Scooters have always been less fuel efficient than bikes. The manufacturers who make them quote lesser mileage figures. The reason for that is the use of automatic transmissions in scooters. Manual gearboxes are lighter and they can be used as per our needs, thus, they will not sap power from our engines like the automatics do. The situation will become relevant if one takes the thermal efficiency figures of our engines into consideration. Our air-cooled engines have a thermal efficiency figure that is much less than 25 per cent, meaning more power loss is not acceptable.
Also, scooters come with a small fuel tank, making it tough to go over long distances. Because the engine is at the rear, scooters can actually reduce transmission losses that bikes have (20 per cent loss at the wheel), but the smaller rims and weight that is directed on the rear wheel, along with the use of automatic gearboxes rob the advantage it has in the first place.

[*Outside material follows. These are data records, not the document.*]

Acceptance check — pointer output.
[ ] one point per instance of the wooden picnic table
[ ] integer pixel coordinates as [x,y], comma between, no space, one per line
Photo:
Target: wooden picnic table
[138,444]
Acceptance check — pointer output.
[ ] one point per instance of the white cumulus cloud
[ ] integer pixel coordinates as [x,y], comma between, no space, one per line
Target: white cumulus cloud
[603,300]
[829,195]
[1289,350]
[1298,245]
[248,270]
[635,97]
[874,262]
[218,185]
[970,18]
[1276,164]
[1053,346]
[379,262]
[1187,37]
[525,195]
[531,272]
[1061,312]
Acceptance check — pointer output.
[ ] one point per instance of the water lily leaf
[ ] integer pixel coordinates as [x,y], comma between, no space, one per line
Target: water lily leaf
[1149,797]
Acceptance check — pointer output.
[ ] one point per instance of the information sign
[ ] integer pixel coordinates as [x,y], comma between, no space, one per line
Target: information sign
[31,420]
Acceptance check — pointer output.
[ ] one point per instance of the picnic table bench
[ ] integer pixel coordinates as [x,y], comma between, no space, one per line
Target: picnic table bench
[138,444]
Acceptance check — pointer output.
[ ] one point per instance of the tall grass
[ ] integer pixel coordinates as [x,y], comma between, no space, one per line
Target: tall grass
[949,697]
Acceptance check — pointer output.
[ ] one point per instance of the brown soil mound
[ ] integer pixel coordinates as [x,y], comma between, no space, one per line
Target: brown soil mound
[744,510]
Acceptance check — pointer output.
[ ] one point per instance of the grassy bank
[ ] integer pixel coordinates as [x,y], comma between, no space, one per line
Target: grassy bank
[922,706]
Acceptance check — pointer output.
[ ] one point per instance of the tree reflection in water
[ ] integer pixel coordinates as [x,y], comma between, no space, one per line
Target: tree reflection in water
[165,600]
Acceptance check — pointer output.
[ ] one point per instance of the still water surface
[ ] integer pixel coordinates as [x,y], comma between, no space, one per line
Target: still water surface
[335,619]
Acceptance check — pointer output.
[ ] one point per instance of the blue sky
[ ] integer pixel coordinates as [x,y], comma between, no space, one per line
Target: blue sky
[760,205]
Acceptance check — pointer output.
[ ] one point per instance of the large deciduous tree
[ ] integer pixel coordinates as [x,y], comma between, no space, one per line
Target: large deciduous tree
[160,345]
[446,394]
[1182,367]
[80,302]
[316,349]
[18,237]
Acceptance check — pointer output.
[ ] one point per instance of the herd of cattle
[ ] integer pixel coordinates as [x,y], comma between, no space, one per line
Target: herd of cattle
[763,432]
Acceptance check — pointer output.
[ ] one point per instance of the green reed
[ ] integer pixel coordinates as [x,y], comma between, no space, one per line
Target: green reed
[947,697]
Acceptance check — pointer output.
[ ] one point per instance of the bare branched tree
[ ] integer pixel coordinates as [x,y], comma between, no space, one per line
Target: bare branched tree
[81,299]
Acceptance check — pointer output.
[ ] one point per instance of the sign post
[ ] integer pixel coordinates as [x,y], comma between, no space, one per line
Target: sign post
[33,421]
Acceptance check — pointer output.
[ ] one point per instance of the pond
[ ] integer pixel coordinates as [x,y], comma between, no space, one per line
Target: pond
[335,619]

Since the cost of fuel is very high in our country, any money saved over an alternative bike in terms of product cost gets blown away in fuel bills. So, scooters are neck and neck with motorbikes in that respect. However, the masses do not see that as they all think in a rather unusual way, that is seldom well thought out.
The growing scooter sales have caught the eye of many manufacturers, who have come to set up shop here. Many international brands have started selling their products, hoping to steal a share from the ever growing pie.
Driving has long been portrayed by the environment agencies and other sectors as a chore. Although they do it to market their products and earn money, the bigger picture often is hidden. If a product is less fuel efficient and is growing more than double its size every year, is it not time for people who shout about conserving usage of petrol to take notice? Or are they not concerned about this problem as they are hell bent on banishing all fossil fuel-powered vehicles to scrap yards in favour of electric vehicles come 2030? Think about it.